In the instant case, the evidence is not as satisfactory, with reference to what took place in the Fire Marshal’s office at the time appellant is said to have given his confession, as we would like to see. But it does appear from the testimony of the Assistant Fire Marshal that appellant was asked — “if he wanted to tell the truth about the matter, come clean on it and tell the truth, or let it go as he had stated in the first place. He says, ‘What can you do for me if I tell the truth about it?’ (Witness.) I told him it was practically out of my hands; when he told the truth, it was up to the prosecutor and the judge of the court. (Witness.) Well, I told him he could do as he liked about it; that I would rather prove it on him than to have him confess, and he decided he would rather confess; I told him *193he could use his own pleasure about it, and he said that he believed that would be the best way out of it.”

There is some further testimony of this same witness to the effect that he said to appellant, if he was in appellant’s place and wanted to tell the truth, he would do so and throw himself on the mercy of the court, for, if the court saw fit, he might get a reduction of sentence.

There is also evidence tending to show that before any questions were asked appellant, he was advised, “that he had a right to refuse to answer questions if the answers would tend to incriminate him.”

We have no statement from appellant as to what took place at that time, and we will draw no inferences; but it is safe to say the Fire Marshal was acting under the statute authorizing him to “investigate as to the origin and circumstances” of the particular fire in question. §7441h Burns’ Supp. 1921, Acts 1917 p. 429, §4. Such investigations are, in form, not unlike preliminary examinations before a magistrate, and are of a judicial character. Hence it is essential that a confession before such, officer “be made of the free will of the party, and with full and perfect knowledge of the nature and consequences of the confession.” 1 Greenleaf, Evidence (15th ed.) §216. While the evidence in the instant case, aside from the confession, was clearly sufficient to warrant a conviction, yet the manner in which the case was handled by the Fire Marshal takes it close to the border line requiring a reversal. However, the satisfactory character of the evidence after excluding that contested would justify us in adopting the theory that the decision is so clearly right that it ought not to be disturbed, even though the action of the Fire Marshal was-questionable. Hay v. State (1912), 178 Ind. 478, Ann. Cas. 1915C *194135; Indiana, etc., Development Co. v. Newcomb (1916), 184 Ind. 250.

The further contention of appellant that §4 of the act of 1917, §7441h Burns’ Supp. 1921, supra, amending §8 of an act approved March 12, 1913, Acts 1913 p. 556, is unconstitutional and void for the reason, as construed by appellant, that it requires a witness to give incriminating testimony or evidence without granting him immunities or privileges, as provided by Art. 1, §14, of our Constitution.

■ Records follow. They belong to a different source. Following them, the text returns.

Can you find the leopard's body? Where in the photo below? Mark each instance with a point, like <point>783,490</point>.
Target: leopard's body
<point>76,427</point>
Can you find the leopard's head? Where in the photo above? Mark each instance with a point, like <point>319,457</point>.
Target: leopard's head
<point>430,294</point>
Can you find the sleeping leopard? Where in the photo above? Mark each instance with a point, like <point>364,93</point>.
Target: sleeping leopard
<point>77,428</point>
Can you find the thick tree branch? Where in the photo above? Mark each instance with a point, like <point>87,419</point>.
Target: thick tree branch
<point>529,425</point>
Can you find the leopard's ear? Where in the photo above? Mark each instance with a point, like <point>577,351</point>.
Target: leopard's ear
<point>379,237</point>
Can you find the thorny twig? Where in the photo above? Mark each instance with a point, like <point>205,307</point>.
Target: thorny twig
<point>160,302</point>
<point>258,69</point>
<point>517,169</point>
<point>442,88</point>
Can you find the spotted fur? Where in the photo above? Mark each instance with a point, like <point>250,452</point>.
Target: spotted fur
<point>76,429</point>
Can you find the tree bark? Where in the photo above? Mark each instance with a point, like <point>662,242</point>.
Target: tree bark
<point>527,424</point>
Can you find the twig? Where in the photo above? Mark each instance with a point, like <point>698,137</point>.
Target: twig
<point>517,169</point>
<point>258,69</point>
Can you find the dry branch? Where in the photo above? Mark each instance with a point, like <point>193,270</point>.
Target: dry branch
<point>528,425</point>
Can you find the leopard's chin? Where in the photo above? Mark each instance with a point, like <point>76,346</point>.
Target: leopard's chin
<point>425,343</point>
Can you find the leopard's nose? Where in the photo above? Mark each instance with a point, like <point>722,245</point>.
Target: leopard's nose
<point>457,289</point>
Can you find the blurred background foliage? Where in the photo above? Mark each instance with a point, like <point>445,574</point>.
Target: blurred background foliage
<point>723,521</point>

This might be a very serious question, if from the evidence we could say that appellant was clearly within the purview of the procedure pointed, out by §8 as amended, supra. State v. Enochs (1879), 69 Ind. 314; Bedgood v. State (1888), 115 Ind. 275. We agree with appellant that his presence before the Fire Marshal was compulsory, and as to the effect of that part of the statute with reference to the disobeying of a subpoena, and other processes for the attendance of witnesses, in this case is unimportant, as the warrant took the place of all such processes; but we cannot agree that the evidence conclusively shows a state of facts from which it can be said that appellant, as a party or as a witness, was required to testify either for or against himself, contrary to his own volition. Therefore, as we are now advised, it will be unnecessary in this case to pass upon the constitutionality of §4 of the amendment act, §7441h Burns’ Supp. 1921, supra.

Finding no error in the record, the judgment is affirmed.